What has been the reaction from MCC?
It matters to MCC members that these stories are being preserved and told. The difference between memory as they remember it and history as it actually unfolded is wild for folks.
I was talking to somebody the other day about protease inhibitors, which in the Bay Area became available in 1995. In 1998, the Bay Area Reporter, which was the largest gay paper in San Francisco, had a headline: “NO OBITUARIES.” The medications changed the tenor of the epidemic so much that there was, for at least one issue, not one AIDS-related death in the paper. Many people remember that headline coming out. But the guy I was talking to remembered the headline being the same year as the drugs were released, not three years later. I think this engagement with one’s own personal timeline of what happened has been both challenging and moving for people.
What does it mean for you to release the podcast right now?
At the beginning, we had a vision that we are living in a world that is going through crises that have no end. We were thinking mostly of climate change, racial injustice, and economic inequality.
Then COVID happened. One of the first things that surprised me was the level of contempt those in power had for people. I had naively thought that the contempt we saw in early AIDS was about the kinds of people who got it, and that after AIDS, we would not see that again. Now the contempt is so explicit, and it extends to everyone.

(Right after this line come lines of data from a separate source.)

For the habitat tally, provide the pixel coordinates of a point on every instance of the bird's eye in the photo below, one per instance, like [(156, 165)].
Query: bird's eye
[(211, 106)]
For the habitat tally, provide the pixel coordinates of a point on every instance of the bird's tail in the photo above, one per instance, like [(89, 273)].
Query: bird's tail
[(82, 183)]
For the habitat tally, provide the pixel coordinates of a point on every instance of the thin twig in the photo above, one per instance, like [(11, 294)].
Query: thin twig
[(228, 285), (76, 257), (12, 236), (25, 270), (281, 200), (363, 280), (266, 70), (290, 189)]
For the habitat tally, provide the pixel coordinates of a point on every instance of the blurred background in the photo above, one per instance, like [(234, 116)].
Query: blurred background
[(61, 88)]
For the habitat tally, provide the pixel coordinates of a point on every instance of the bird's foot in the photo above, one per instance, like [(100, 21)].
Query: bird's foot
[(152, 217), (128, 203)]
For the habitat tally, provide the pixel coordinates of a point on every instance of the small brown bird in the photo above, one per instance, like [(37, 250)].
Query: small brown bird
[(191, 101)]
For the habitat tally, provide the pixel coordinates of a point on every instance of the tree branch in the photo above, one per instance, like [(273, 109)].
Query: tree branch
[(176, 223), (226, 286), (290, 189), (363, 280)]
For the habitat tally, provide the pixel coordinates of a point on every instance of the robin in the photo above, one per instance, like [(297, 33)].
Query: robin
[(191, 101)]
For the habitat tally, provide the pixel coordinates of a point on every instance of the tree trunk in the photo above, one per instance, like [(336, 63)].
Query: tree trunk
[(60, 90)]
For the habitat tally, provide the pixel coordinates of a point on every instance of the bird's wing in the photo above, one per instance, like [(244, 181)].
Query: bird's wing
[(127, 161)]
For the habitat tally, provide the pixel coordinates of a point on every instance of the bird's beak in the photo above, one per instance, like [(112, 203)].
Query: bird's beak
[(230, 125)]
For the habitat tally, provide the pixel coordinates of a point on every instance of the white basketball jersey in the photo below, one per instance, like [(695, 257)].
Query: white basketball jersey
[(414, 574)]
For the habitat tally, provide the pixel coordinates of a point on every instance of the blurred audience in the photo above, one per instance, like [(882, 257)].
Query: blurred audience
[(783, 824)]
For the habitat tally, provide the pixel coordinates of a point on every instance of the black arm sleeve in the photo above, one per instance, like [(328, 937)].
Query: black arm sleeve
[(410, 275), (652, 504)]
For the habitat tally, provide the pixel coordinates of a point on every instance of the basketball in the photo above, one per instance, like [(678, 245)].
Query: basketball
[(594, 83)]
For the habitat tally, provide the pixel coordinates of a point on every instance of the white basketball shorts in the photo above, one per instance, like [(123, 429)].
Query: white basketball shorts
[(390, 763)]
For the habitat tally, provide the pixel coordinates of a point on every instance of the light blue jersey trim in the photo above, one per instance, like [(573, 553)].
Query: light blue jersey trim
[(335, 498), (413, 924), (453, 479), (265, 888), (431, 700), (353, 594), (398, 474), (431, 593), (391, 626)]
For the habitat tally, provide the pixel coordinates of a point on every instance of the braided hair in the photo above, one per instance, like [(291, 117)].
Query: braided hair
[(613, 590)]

Listening to the tapes and what we have done with them speaks loudly to things that happened and that are happening now. When it comes to AIDS, especially in the pre-treatment years, the story seems simple: It was bad, then people with AIDS acted up, and then there was treatment. In reality, though, it was week after week of death, outrage, insult, physical pain, and suffering with no clear relief in sight.
MCC offers a model of how to gather, engage, and be together when things are really bad and you don’t know what’s going to happen. When We All Get to Heaven has become a much more specific project than I thought it would be, and it feels like a good time to put it out in the world.